La Scala's bar was handmade. "We wanted something that made you feel like you were in Venice," he says. The bar area in general is a bit on the smallish side, but an adjacent front room of the restaurant will offer soft seating, couches and chairs to handle bar overflow — roughly 6,000 square feet in all. Dining capacity hovers around 130 seats, which is low for a building this size, but that tells you the space is being used differently.

Bigger doesn't always mean more seats and being elbow-to-elbow with other guests trying to enjoy a meal. A large portion of their space, indoors and outdoors, is being prepared for banquets and weddings. Yes, weddings. How so?

Part of the building includes a restored second-floor sanctuary. "This was built as an old convent in 1924," Donald says. "The nuns lived downstairs in what is now our kitchen. They worshiped up here."

It's nothing short of stunningly beautiful. Stained glass will hang in front of every window. "The city wouldn't let us replace them," he says.

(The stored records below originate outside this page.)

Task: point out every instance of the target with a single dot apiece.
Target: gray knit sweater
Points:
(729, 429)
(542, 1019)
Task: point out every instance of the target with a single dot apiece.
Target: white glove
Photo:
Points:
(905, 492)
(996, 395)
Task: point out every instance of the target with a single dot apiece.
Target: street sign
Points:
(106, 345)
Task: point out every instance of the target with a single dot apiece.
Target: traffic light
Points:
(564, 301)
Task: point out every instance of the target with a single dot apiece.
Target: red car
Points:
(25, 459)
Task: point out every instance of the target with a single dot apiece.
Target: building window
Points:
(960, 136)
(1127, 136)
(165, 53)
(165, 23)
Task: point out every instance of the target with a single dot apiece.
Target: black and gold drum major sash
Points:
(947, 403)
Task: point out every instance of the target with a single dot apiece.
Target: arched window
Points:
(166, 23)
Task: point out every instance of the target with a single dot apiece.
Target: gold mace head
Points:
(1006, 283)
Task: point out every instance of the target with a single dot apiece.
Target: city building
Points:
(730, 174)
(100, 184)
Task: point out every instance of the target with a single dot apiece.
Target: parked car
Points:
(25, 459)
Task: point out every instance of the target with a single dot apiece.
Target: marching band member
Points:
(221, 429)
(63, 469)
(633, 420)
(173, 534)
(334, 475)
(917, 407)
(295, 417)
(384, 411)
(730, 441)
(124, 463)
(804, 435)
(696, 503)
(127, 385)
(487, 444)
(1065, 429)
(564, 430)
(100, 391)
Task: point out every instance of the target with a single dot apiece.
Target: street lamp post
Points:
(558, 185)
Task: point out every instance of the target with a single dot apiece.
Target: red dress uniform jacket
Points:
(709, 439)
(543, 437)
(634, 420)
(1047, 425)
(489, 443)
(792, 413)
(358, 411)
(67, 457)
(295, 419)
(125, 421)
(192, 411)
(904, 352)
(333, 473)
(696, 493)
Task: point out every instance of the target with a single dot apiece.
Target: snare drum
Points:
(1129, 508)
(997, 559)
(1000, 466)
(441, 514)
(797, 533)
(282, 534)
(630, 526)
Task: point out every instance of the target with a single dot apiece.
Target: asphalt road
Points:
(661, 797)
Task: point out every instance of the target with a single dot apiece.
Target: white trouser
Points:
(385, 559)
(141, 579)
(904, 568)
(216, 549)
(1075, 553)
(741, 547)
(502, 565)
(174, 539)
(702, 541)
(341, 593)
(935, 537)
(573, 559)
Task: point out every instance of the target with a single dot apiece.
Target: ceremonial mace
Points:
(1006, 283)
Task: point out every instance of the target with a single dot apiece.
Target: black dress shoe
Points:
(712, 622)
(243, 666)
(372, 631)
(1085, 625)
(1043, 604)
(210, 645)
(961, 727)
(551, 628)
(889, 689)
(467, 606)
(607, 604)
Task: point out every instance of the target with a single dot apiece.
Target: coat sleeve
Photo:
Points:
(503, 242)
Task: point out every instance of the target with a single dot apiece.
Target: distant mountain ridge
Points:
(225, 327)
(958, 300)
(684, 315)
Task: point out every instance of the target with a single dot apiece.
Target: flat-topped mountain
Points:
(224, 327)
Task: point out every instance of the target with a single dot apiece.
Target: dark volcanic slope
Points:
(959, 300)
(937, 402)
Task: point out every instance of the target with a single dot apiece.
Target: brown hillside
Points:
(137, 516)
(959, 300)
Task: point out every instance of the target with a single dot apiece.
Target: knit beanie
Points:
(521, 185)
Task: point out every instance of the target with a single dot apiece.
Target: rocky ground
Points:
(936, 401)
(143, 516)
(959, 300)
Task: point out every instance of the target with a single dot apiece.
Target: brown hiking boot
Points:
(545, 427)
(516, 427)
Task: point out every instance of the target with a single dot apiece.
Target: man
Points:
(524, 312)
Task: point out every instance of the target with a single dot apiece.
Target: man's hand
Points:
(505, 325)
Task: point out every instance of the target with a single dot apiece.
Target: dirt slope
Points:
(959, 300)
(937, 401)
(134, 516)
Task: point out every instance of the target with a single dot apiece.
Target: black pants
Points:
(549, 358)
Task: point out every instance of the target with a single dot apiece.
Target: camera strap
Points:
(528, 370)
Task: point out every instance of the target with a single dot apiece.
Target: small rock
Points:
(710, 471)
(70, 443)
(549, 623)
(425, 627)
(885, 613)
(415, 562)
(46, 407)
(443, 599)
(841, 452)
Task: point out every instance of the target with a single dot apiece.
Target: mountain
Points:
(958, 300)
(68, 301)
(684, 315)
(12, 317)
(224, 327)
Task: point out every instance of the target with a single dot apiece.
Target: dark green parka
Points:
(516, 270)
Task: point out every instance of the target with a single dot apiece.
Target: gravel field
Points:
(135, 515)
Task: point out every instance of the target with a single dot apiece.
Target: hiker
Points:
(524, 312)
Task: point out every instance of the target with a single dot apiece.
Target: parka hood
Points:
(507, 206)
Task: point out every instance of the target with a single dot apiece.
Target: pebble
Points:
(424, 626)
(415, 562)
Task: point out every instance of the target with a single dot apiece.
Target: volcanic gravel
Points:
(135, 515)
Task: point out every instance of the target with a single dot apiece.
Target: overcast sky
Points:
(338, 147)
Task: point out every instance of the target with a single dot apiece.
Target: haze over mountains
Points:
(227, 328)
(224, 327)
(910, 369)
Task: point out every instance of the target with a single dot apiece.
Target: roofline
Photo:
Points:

Speaking of the city, that's just about the only thing, as of this writing, that stands between years of work, planning, setbacks and frustrations and making this all a reality. The city is expected to approve a certificate of occupancy any day now, at which point staff training will begin. Right now, the target date for you to be able to eat it and like it is sometime in August. I will, of course, keep you posted.